23 Haziran 2010 Çarşamba

Önce Çocukları Kirlettik...

İçim çok acıyor…

Televizyona, gazetelere baktıkça, masum insanların kanlarına karışan gözyaşlarını gördükçe, o roketatarların, o kurşunların her bir parçası yüreğime batıyor…

Bu manyaklığa isyan ediyorum...

Bu neyin mücadelesi, kimin hakkı? Nasıl bir nefret ki bu insanların merhametlerine perde indirmiş?

Hangi “hak” için, hangi “hakla” yüreksiz korkaklar sözde mücadelelerini, masumlar üzerinden yürütüyorlar?

Merak ediyorum...

Nerede kaybetti bunlar insanlığını? Hangi dipsiz kuyuya düşürdüler?

Hak dediğinin peşine “deli”kanlı yürekler düşerdi eskiden, “eli”kanlı kalleşlere mi kaldı hak aramak?

Ama masum değiliz, hiçbirimiz…

Önce çocukları kirlettik ve ardından dünya kirlendi…

Masallarla büyütmek dururken, nefretle, kinle, intikamla dolu öyküler anlattık onlara.

Kaç ulusun nefretini, yangınlarını onların minicik sırtlarına yükledik.

Kavgayı, silahı yiğitlik diye bellettik…

Çocuklara taş attırdık, gün gelip roketatar, kurşun atar oldular.

Vietnam’da, Japonya’da çıplak ayakla koşan çocukları savaş filmi gibi izledik; Irak’ta tek suçu eşeği ile yolda yürümek olan çocukların üzerinden tanklar geçirdik…

Hıristiyan’dan Yahudi’ye, Sünni’den Şii’ye, Türk’ten Kürt’e, Kızılderili’den Cezayirli’ ye dünyanın her yerinde çocuklarımızın gözü önünde birbirimizi vurduk, öldürdük, katlettik…

İsrailli çocuklara savaşı oyun gibi, hak gibi gösterdiler; ülkelerinin masumlara gönderdiği bombaların üzerine “İsrail’den sevgilerle” diye mesajlar yazdırdılar; sustuk.

Bombayı oyun sanan o çocuklar, büyüdü; oyun oynayan çocuklara bomba yağdırmaya başladı.

Utanmadan minicik bebeleri bile taciz ettik, büyüdüler potansiyel suçlu oldular. Erkeklerden, kadınlardan, en çok da kendilerinden nefret ettiler.

Aşklarımızı da nefretlerimizi de, hırslarımızı da acılarımızı da çocuklarımızın üzerinden sürdürdük…

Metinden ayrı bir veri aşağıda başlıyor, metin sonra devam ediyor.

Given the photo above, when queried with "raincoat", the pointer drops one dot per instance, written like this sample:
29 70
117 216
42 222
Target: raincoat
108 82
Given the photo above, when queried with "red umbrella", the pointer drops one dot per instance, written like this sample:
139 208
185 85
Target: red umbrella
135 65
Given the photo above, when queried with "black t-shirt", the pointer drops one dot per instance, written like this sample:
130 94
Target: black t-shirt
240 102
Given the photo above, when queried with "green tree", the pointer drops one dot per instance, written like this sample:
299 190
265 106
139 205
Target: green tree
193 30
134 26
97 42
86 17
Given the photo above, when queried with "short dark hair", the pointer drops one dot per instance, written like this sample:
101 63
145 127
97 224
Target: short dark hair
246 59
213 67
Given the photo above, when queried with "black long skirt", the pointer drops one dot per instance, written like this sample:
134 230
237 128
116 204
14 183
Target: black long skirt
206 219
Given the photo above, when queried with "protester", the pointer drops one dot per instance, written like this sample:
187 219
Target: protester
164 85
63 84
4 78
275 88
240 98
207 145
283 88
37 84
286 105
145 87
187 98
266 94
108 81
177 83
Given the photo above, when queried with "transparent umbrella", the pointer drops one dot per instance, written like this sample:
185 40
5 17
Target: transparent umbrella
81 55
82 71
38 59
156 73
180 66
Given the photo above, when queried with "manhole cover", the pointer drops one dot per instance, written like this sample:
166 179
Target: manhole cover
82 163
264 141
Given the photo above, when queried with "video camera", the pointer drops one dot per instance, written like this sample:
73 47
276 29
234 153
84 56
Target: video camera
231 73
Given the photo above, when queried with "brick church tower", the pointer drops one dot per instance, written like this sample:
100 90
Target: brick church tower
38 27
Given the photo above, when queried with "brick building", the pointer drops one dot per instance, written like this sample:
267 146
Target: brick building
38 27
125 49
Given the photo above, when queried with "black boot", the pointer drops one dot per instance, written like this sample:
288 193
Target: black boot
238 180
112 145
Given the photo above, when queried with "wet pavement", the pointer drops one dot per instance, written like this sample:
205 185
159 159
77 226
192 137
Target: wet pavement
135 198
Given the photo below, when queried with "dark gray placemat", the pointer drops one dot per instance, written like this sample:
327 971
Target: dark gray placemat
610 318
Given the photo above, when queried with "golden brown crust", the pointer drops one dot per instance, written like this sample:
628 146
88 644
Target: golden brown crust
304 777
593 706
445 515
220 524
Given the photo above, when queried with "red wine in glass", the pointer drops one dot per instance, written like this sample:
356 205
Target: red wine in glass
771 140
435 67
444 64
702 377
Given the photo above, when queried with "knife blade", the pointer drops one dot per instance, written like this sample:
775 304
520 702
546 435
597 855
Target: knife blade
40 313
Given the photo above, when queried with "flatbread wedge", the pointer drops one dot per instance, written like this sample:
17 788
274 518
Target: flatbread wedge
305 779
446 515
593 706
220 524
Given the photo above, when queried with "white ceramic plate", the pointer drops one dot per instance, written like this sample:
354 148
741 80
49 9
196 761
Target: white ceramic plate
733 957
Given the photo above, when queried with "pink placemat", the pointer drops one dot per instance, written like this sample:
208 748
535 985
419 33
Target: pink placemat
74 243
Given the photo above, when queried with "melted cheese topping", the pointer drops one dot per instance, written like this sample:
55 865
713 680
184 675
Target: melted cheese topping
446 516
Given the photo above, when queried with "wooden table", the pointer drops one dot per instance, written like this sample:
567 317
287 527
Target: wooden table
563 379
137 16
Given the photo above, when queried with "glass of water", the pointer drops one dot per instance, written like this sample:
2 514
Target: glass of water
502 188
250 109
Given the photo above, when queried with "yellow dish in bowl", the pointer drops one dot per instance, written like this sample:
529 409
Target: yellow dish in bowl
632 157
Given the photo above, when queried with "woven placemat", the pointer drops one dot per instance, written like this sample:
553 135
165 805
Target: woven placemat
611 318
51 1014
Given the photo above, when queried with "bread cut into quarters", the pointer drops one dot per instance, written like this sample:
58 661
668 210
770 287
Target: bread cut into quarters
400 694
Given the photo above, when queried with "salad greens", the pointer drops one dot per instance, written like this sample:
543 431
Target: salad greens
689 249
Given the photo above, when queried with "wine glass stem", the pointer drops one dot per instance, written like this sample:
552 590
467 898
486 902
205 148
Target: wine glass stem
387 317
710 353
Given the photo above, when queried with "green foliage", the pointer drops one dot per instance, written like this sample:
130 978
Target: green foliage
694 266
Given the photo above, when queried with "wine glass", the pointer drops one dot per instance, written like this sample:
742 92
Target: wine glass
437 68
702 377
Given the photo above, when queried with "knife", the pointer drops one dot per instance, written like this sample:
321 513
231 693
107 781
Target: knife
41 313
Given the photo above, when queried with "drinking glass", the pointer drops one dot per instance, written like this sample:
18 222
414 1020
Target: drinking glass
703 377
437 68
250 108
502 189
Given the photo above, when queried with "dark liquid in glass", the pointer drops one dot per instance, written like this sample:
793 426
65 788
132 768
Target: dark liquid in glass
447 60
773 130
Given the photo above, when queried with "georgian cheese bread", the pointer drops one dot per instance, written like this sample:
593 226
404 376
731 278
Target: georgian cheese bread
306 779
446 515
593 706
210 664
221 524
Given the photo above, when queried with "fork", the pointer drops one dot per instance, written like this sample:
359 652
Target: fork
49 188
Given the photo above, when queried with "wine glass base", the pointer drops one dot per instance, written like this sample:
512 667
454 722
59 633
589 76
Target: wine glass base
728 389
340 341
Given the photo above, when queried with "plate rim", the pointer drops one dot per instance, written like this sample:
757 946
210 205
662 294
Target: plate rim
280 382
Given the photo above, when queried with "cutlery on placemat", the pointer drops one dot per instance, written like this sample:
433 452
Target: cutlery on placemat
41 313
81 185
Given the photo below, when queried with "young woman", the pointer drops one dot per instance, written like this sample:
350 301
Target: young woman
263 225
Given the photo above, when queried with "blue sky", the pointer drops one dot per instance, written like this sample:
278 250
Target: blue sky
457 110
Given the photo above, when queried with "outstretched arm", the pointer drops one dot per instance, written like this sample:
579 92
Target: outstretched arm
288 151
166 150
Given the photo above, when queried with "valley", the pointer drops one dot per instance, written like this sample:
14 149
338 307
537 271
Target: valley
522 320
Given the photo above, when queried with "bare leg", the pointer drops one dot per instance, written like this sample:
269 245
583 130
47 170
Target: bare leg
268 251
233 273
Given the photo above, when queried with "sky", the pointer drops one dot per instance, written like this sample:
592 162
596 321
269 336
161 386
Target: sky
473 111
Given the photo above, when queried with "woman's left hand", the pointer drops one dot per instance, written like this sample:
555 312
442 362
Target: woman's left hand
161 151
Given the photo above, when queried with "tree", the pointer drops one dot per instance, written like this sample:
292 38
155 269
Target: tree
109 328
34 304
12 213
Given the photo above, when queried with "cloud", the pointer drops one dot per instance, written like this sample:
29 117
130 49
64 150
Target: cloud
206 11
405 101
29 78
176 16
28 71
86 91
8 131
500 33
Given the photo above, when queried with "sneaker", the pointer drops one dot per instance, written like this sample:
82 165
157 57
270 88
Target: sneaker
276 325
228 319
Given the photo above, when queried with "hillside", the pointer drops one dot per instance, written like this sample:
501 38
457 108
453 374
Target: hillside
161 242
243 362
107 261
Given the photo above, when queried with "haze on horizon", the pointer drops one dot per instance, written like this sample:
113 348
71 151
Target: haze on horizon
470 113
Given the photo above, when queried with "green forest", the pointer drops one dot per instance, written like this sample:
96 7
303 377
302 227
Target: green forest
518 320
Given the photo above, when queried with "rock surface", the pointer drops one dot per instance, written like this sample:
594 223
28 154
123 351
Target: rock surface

Yolları, yılları, ruhları hızla eskittik...

Benliğini kaplamaya hazır karanlık kör etti insanoğlunu...

Kapattı gözlerini sessiz çığlıklara, yalvarmalara...

Oysa

Ve susmada bile
Sözler, yalvarmalar vardır...

demişti Montaigne, daha 1500’lü yıllarda...

Ama nafile… Duymuyor, vicdanı hiç sızlamıyor “insan”oğlunun…

Kendinden başka hiçbir şeyi önemsemiyor...

Ve önce çocuklardan başlıyor kirletmeye…

Şair demiş ya hani:

Topyekün savaşların süt kokan çocukları vardı
Gök tepeden tırnağa kırmızıya boyanırken
Özgürlüğü yaktık anne
Unuttuk yaşamayı insan gibi


Türkiye’de, İsrail’de ya da başka bir ülkede suçlu aramadan önce kendimize sormalıyız…

Acaba ne zaman başladık biz çocukları kirletmeye?